Duygu Yener,Tuncay Çakmak
13 Mars 2017•Mise à jour: 14 Mars 2017
AA - Ankara - Tuncay Çakmak
Le ministre turc de la Justice, Bekir Bozdag a fait savoir que la Turquie fera appel au Droit International pour réagir aux "scandaleux" obstacles dressés par les Pays-Bas et l’Allemagne contre les ministres turcs désireux de rencontrer les ressortissants turcs vivant dans ces pays.
La ministre Bozdag était l’hôte, lundi, de la chaîne privée turque Kanal 24. Il a répondu aux questions relatives à la grave crise diplomatique qui oppose la Turquie à certains pays européens, tout particulièrement les Pays-Bas.
Pour Bozdag, en agissant ainsi, les autorités des pays qui interdisent les réunions des ministres turcs alimentent le discours des partis racistes et xénophobes et ce faisant, ils leur fournissent des arguments supplémentaires pour convaincre leurs opinions publiques.
"Nous constatons que les maladies telles que le racisme, la xénophobie, l’islamophobie et les discriminations gagnent de plus en plus de terrain, et les partis au pouvoir semblent ne pas en mesure d'y échapper", a-t-il dit.
Selon Bozdag, plusieurs pays européens comme l’Allemagne, les Pays-Bas et l’Autriche ont pris part activement dans le camp du NON au prochain référendum qui se tiendra le 16 avril en Turquie.
"Ils paniquent.
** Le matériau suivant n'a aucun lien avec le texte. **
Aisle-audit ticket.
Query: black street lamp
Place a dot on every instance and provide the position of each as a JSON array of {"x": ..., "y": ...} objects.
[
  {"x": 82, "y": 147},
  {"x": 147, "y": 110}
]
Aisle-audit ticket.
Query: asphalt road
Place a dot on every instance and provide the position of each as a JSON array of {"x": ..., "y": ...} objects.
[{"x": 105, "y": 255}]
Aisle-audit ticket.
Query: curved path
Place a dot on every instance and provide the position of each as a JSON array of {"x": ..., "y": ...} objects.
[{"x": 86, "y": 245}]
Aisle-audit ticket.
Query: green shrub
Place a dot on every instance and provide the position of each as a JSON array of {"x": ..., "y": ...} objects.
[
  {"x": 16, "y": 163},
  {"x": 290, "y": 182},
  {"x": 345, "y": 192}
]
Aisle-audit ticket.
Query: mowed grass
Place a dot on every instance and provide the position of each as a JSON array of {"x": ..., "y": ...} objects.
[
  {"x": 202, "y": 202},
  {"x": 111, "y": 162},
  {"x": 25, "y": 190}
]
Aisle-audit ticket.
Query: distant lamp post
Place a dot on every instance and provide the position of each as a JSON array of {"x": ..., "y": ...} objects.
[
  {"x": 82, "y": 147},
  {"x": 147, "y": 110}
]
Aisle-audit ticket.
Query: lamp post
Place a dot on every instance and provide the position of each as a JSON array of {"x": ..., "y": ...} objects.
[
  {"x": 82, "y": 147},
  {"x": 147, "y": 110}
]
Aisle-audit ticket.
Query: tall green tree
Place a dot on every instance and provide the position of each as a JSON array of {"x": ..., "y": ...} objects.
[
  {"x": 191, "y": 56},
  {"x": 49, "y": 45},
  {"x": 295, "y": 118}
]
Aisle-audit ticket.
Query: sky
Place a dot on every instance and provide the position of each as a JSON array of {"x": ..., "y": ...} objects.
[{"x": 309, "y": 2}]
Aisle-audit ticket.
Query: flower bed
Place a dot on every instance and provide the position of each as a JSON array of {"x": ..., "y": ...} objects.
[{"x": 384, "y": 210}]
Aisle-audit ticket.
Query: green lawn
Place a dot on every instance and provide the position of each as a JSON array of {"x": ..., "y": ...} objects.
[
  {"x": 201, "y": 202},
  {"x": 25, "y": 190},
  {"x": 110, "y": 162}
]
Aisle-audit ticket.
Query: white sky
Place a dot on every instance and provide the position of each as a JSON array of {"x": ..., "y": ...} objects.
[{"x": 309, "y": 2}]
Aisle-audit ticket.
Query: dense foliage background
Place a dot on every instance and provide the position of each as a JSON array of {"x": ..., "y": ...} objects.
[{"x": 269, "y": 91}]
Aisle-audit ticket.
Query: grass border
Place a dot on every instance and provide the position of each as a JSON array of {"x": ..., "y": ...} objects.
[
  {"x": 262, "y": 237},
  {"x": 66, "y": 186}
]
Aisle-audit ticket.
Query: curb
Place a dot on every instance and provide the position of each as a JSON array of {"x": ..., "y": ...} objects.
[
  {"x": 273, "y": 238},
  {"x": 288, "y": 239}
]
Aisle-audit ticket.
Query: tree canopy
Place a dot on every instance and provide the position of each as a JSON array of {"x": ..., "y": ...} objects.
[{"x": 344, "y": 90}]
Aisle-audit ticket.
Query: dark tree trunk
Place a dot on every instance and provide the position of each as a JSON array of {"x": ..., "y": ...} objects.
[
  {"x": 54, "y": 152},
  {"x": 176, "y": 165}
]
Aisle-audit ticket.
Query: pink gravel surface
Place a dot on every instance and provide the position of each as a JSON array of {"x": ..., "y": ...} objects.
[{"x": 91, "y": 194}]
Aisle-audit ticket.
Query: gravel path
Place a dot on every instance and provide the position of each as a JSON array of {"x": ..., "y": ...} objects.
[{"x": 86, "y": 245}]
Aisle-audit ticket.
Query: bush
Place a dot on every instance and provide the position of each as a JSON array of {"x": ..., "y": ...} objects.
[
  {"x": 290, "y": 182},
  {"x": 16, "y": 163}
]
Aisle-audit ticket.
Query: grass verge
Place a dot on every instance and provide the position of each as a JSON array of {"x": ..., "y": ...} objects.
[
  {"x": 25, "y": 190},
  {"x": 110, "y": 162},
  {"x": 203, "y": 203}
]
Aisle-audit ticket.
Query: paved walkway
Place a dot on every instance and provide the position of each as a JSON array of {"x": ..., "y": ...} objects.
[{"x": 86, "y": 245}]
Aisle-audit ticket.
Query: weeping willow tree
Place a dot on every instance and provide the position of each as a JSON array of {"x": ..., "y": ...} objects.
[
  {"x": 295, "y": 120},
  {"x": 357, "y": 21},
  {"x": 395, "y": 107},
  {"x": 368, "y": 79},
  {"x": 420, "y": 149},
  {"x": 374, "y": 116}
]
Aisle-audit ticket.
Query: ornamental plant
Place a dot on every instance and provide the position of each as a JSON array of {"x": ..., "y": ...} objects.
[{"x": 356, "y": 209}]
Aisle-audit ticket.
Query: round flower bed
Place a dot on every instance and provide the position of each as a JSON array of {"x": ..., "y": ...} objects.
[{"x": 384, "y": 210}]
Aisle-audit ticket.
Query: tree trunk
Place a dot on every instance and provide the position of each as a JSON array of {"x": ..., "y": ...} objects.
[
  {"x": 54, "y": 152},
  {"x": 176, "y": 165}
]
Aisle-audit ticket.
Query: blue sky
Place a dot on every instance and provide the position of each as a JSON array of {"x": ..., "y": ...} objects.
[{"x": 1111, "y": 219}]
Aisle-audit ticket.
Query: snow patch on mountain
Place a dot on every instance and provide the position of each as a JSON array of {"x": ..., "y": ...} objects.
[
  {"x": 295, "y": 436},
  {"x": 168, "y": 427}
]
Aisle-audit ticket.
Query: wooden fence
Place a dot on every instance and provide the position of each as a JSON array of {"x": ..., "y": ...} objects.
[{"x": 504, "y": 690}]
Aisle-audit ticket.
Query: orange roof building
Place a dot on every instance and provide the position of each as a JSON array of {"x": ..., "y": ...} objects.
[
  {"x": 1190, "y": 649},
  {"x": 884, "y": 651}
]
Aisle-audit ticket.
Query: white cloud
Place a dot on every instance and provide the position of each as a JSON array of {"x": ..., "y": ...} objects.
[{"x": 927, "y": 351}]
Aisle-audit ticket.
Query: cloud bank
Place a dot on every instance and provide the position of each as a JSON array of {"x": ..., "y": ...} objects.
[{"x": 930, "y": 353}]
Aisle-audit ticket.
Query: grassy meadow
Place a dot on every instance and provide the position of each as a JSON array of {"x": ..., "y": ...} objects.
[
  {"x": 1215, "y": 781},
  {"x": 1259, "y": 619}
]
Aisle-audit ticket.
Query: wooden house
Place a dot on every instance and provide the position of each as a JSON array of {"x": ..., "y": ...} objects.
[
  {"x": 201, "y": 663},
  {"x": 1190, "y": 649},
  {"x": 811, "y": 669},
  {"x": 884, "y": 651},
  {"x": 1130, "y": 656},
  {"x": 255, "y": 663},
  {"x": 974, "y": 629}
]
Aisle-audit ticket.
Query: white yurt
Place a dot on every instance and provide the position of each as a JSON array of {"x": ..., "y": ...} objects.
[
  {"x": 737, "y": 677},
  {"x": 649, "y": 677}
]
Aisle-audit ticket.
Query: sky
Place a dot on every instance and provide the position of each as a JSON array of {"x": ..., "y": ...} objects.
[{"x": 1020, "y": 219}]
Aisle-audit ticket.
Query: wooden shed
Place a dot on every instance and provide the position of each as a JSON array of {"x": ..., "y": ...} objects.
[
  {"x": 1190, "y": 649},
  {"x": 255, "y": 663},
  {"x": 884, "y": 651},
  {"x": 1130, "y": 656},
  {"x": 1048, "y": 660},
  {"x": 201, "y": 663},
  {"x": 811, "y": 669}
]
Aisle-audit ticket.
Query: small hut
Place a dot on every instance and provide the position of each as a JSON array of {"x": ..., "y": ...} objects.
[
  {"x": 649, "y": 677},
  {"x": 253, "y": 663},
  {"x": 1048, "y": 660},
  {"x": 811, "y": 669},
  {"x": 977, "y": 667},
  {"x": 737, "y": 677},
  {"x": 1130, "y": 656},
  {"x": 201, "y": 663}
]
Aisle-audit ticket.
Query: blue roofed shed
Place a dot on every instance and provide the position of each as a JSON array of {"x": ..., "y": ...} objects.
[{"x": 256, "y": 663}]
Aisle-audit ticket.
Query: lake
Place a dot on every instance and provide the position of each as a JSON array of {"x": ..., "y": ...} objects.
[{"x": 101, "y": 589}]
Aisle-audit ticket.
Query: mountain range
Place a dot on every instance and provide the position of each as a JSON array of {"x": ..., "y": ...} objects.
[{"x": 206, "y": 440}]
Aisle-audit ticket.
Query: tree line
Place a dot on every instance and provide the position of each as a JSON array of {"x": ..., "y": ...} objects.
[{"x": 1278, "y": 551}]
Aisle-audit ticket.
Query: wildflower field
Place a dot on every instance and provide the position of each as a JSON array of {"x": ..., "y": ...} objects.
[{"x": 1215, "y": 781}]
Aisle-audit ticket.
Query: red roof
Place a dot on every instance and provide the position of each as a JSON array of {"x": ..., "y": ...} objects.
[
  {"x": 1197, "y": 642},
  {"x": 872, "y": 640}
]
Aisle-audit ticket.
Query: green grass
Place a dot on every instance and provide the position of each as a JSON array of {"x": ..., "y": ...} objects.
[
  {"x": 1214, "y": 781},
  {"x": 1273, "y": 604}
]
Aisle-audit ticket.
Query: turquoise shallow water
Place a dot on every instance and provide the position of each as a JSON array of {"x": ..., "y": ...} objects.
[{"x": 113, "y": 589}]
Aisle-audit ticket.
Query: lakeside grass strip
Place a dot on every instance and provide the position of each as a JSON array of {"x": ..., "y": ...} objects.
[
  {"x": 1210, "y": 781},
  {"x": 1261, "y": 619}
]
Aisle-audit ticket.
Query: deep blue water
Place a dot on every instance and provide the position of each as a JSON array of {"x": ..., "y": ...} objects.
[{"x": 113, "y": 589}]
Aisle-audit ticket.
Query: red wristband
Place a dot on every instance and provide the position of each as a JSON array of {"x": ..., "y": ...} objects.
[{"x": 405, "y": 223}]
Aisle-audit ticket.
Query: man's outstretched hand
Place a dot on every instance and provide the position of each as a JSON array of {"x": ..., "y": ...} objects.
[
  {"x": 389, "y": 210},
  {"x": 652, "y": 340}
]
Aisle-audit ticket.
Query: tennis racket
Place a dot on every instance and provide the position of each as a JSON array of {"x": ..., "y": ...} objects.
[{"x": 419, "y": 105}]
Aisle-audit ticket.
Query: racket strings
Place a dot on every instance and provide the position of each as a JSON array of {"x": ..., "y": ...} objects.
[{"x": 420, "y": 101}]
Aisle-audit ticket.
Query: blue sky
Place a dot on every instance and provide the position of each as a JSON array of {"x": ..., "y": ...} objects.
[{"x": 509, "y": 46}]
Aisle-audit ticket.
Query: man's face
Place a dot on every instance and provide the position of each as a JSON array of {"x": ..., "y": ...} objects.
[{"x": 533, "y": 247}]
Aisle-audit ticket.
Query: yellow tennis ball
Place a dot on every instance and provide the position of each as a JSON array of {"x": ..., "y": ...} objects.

Comme si ce référendum constitutionnel, qui concerne une réforme du système gouvernemental turc, concernait le système gouvernemental de leur propre pays. Ils veulent faire pression autant sur les citoyens turcs qui vivent dans leur pays pour qu’ils n'aillent pas aux urnes pour ce référendum, que sur les citoyens turcs en Turquie pour empêcher tout changement en Turquie. Ils font partie du camp du NON", a-t-il dénoncé.
En parallèle, Bekir Bozdag a aussi critiqué le rapport de la Commission de Venise du Conseil de l’Europe, qui selon lui, "a repris tous les arguments faux et mensongers développés par les partis d’opposition CHP (Parti Républicain du Peuple) et HDP (Parti Démocratique des Peuples), faisant ainsi campagne pour le NON".
Concernant le traitement subi par la ministre turque de la Famille et des Politiques Sociales, Fatma Betul Sayan Kaya, alors qu’elle cherchait à rejoindre le Consulat Général de Turquie à Rotterdam aux Pays-Bas pour y rencontrer les citoyens néerlandais d’origine turque, le ministre Bozdag a parlé de "violations ouvertes des Droits de l’Homme, de la démocratie et de la liberté d’expression".
"Mettre des obstacles à la liberté de circulation, à la liberté de la presse, à la liberté de réunion, c’est soutenir le racisme, les discriminations et l’islamophobie. C’est faire renaître le fascisme et le nazisme", a-t-il déclaré.
Avec ce comportement, les Pays-Bas ont violé la Convention de Vienne régulant les règles diplomatiques internationales.
Il a rappelé que selon l’article 22 de la convention, les immeubles des missions diplomatiques sont immunisés et qu’il n’est pas possible d’y entrer sans le feu vert du chef de mission du pays auquel ils appartiennent.
"L’Etat qui accueille une mission diplomatique est dans l’obligation de protéger et d’assurer la sécurité de ces immeubles. Ils ont exactement fait l’inverse de leur devoir. Ils ont piétiné la convention de Vienne. De plus, l’article 26 de cette convention garantit la libre circulation des membres des missions étrangères. Les autorités hollandaises ont empêché notre Consul de rejoindre notre ministre", a-t-il sévèrement dénoncé.
Bekir Bozdag a également indiqué que l’article 29 aussi a été violé, quand la police néerlandaise a placé en garde à vue des agents de la mission diplomatique turque, alors que cela est totalement interdit par la Convention de Vienne.
"L’Etat turc est un grand Etat. Notre Etat et notre peuple l’ont encore prouvé le 15 juillet face au putsch. S’ils pensent faire peur au peuple turc en avançant sur lui avec des chevaux et des chiens, ils se trompent grandement. Les chars et les avions de chasse n’ont pas fait peur à notre peuple. La Turquie fera appel à toutes les mesures dans le cadre autorisé par le droit international. Personne ne peut se permettre de jouer avec l'honneur du peuple turc et de l'Etat turc", a-t-il encore déclaré.
Pour finir, le ministre de la Justice a souhaité souligner le fait que les autorités hollandaises n’ont à ce jour, extradé qu'un seul terroriste du PKK alors que la Turquie a demandé l'extradition de 11 terroristes se trouvant aux Pays-Bas.